Scholars note that up to 1938, in the western sector of the northern frontier, the boundary was shown along the Karakoram Watershed Line, leaving Aksai Chin beyond the Indian territory. In 1945, Caroe tried to push the northern frontier east of the Karakoram Pass to register a claim up to Kuen Lun mountains (with a tag carried by the Survey of India map ‘Boundary Undefined'). In July 1954, the Indian government, following the advice of the north and northeast border committee, published a new official map of India showing a boundary line in the Kashmir-Ladakh sector which took the crest of the Kuen Lun range, and placed within the Indian territory, for the first time, the whole of Aksai Chin area (with the tag ‘Boundary Undefined' removed). As Aitchison's Treaties, Engagements, etc. recorded (1929), "The northern as well as eastern boundary of the Kashmir state is still undefined." The two white papers on Indian states (1948 and 1950) had maps -- more than one - all reflecting that position.

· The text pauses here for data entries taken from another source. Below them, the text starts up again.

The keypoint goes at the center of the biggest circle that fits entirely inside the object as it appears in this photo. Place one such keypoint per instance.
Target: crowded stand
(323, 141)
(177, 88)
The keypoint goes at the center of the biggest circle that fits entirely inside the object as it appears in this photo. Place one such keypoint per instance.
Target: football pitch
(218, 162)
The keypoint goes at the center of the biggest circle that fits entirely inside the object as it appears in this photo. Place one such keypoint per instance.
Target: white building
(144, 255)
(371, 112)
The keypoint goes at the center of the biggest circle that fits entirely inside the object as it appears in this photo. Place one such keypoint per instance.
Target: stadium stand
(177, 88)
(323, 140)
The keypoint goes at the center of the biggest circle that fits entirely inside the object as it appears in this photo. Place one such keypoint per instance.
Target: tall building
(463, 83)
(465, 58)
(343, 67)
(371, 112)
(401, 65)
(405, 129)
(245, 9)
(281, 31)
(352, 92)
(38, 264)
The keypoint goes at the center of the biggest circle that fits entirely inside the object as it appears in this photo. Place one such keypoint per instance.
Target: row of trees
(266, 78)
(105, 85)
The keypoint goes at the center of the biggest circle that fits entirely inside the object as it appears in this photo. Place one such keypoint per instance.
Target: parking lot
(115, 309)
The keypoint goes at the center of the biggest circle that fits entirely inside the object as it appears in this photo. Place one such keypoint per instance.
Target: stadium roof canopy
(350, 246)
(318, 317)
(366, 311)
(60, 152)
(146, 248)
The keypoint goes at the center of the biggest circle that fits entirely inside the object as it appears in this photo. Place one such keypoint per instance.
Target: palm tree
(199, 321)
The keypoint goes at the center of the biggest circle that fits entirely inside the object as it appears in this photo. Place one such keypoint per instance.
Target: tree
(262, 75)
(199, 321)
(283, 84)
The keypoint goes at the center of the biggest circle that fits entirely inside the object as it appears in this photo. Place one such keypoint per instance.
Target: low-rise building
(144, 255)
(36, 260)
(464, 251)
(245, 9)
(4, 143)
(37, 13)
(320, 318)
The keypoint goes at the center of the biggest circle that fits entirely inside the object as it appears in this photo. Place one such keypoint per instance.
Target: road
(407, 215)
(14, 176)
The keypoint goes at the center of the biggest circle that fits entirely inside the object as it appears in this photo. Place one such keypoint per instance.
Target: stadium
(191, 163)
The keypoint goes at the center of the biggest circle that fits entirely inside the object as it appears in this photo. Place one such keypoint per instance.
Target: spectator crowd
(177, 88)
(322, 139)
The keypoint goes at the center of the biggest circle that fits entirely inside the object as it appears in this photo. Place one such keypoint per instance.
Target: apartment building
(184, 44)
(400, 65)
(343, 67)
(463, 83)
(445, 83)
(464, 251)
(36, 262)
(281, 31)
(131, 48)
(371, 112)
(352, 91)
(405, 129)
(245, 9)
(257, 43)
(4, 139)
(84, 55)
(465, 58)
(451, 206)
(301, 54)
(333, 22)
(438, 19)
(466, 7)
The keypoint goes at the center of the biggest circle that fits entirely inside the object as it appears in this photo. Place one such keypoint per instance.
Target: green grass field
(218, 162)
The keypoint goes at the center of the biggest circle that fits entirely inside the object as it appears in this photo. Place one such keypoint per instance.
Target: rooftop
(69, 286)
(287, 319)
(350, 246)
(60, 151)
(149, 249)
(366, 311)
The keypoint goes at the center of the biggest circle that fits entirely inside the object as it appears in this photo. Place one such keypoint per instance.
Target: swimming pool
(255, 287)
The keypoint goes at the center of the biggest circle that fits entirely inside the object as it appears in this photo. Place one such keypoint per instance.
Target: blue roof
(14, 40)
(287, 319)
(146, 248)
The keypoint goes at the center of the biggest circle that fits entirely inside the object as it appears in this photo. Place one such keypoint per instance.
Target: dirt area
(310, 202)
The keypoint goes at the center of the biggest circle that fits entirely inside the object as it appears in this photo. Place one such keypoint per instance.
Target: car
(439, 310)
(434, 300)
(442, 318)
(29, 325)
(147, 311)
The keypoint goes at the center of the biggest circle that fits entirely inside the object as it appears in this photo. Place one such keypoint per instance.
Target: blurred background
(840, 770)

Between 1956, 1960 and 1962, as the Chinese forces captured new territory across the Kuen Lun, the Aksai Chin plateau and the Karakoram ranges, Chinese maps showed three distinct and advancing Line of Actual Control (LAC), especially in the Ladakh sector. Though the LAC established after the 1962 war has remained more or less stable, it has not been demarcated. Now, since the Sino-Indian border dispute centres on the remote areas of Aksai Chin lying north of Ladakh, the origin of the Indian border being placed on the remote Kuen Lun mountains goes back to the early 20th century. This is phase when the British, afraid of Russian expansion in the east and a possible Russo-Tibetan alliance, placed a wedge of Aksai Chin between Sinkiang and Tibet.
Why does China refuse to formally accept the McMahon Line? Strategic observers like Srinath Raghavan think that if China does so, it would be tantamount to accepting that Tibet had enjoyed de facto independence at the time of the Simla conference, thereby weakening its claim that Tibet has been an ‘inalienable' part of China. And lest we forget, only after China became communist Tibet was used as another convenient handle between the east and the west.

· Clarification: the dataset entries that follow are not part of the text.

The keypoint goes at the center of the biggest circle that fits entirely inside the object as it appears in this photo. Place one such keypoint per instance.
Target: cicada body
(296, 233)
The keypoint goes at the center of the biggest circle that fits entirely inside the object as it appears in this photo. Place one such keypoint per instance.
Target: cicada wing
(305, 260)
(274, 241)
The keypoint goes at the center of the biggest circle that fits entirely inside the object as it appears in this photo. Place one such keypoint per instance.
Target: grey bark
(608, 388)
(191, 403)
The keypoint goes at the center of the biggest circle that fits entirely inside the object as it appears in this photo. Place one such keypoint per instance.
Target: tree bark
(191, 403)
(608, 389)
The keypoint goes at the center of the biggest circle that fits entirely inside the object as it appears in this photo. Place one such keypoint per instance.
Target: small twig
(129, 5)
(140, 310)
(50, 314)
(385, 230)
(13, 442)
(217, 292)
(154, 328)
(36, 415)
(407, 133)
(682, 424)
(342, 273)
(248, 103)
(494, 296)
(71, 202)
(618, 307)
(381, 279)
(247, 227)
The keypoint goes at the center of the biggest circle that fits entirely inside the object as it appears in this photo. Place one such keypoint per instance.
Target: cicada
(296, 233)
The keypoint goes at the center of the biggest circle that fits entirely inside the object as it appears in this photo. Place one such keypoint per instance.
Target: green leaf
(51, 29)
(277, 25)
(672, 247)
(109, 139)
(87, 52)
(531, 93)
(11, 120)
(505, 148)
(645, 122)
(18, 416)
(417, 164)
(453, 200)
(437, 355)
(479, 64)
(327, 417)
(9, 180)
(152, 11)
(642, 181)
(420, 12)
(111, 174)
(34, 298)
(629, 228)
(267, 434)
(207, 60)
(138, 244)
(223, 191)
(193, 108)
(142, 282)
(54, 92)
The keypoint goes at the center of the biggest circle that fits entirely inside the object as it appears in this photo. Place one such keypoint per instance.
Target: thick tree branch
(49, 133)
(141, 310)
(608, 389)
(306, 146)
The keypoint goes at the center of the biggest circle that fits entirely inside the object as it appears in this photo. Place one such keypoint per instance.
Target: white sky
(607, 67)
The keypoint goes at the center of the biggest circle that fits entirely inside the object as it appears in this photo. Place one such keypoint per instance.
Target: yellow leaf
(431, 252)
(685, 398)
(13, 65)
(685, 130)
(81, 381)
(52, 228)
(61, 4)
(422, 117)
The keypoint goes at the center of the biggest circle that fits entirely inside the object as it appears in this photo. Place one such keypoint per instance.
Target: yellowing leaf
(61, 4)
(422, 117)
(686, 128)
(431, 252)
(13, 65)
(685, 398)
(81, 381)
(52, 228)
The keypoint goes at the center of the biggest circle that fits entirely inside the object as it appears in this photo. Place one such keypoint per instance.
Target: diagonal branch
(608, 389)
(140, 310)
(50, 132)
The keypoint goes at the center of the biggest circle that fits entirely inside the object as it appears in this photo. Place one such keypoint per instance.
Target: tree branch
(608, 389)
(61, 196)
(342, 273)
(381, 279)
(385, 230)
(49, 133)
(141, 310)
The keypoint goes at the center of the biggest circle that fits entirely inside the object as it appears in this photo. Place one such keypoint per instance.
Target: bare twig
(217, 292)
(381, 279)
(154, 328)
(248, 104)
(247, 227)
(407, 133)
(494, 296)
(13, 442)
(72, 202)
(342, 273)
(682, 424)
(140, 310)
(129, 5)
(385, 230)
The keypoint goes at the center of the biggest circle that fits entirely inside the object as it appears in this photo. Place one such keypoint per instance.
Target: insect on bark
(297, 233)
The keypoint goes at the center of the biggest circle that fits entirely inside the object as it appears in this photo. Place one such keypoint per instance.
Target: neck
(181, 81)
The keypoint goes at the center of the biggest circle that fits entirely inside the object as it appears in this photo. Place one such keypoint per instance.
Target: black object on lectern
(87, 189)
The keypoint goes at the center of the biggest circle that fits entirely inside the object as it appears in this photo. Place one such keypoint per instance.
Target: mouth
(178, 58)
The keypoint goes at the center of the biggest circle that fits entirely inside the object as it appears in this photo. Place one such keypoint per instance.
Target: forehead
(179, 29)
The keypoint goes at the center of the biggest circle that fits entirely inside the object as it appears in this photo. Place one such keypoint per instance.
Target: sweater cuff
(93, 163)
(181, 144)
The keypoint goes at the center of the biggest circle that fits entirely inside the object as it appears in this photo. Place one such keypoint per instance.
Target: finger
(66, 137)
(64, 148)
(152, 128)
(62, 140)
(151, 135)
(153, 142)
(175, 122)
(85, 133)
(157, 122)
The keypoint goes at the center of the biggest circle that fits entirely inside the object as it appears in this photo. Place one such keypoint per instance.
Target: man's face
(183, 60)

It is claimed that Zhou en-Lai was prepared to give up China's claim to the NEFA in return for India's acceptance of the status quo in Ladakh, even though this would mean giving up ‘vast territories that historically belonged to Tibet'. In 1960 there was a dim hope that a settlement could be reached under which the Chinese government would recognise the McMahon line (which no previous Chinese government had recognised) in return for some recognition on our part of Chinese claims to the ‘disputed' Aksai Chin area.

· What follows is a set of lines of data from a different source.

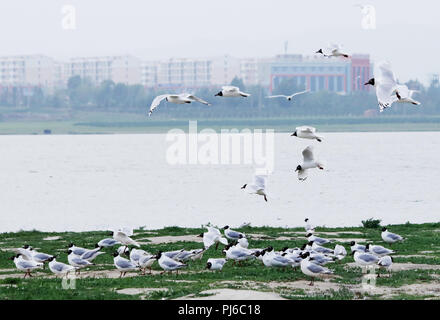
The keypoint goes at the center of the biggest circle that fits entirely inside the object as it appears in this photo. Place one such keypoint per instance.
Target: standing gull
(378, 250)
(59, 268)
(259, 186)
(311, 269)
(123, 238)
(25, 265)
(215, 264)
(213, 236)
(309, 162)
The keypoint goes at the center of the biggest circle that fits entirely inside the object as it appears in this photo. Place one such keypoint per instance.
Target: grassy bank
(418, 257)
(143, 125)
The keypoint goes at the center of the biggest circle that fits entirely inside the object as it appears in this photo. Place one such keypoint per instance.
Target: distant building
(27, 70)
(149, 74)
(184, 73)
(312, 72)
(120, 69)
(317, 73)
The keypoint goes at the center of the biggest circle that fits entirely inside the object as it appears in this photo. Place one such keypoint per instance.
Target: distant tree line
(118, 97)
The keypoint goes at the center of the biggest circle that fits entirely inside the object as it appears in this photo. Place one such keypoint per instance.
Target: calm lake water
(90, 182)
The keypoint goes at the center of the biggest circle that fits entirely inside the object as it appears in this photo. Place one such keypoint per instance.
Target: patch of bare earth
(234, 294)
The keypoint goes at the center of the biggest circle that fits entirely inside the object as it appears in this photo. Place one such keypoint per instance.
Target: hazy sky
(406, 33)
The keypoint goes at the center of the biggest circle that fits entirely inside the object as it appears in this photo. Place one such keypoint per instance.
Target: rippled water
(89, 182)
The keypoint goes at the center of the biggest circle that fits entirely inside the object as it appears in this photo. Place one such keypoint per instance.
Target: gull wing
(26, 264)
(213, 230)
(306, 129)
(260, 181)
(394, 236)
(156, 102)
(230, 88)
(316, 268)
(308, 154)
(385, 95)
(277, 96)
(298, 93)
(302, 174)
(125, 264)
(368, 257)
(192, 97)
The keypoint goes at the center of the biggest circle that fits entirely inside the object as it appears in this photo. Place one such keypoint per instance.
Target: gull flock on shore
(311, 258)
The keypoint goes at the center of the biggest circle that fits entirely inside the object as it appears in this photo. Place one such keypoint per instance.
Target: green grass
(83, 121)
(421, 237)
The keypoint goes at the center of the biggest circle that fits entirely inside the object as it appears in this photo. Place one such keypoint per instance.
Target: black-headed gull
(168, 264)
(306, 132)
(288, 98)
(107, 242)
(390, 237)
(311, 269)
(123, 265)
(318, 240)
(39, 256)
(231, 91)
(388, 90)
(271, 259)
(310, 228)
(215, 264)
(340, 252)
(320, 258)
(136, 254)
(237, 253)
(90, 255)
(24, 265)
(77, 250)
(258, 187)
(182, 98)
(197, 254)
(334, 51)
(59, 268)
(172, 254)
(317, 248)
(309, 162)
(213, 236)
(378, 250)
(242, 241)
(359, 247)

It is the legacy of skullduggery of our colonial masters that keeps the two nations dragging on and on. Nehru must be turning in his grave. As
successor states to the British Raj, the governments of the day have to accept the correct position and not the British legacy in regard to the border, as in regard to other liabilities to unravel the tangled skein of obfuscation. Indeed, a mature and reasonable solution is possible. Or else, intransigence and inflexibility would keep our border dispute
unresolved, perhaps till the time we celebrate a century of our Independence.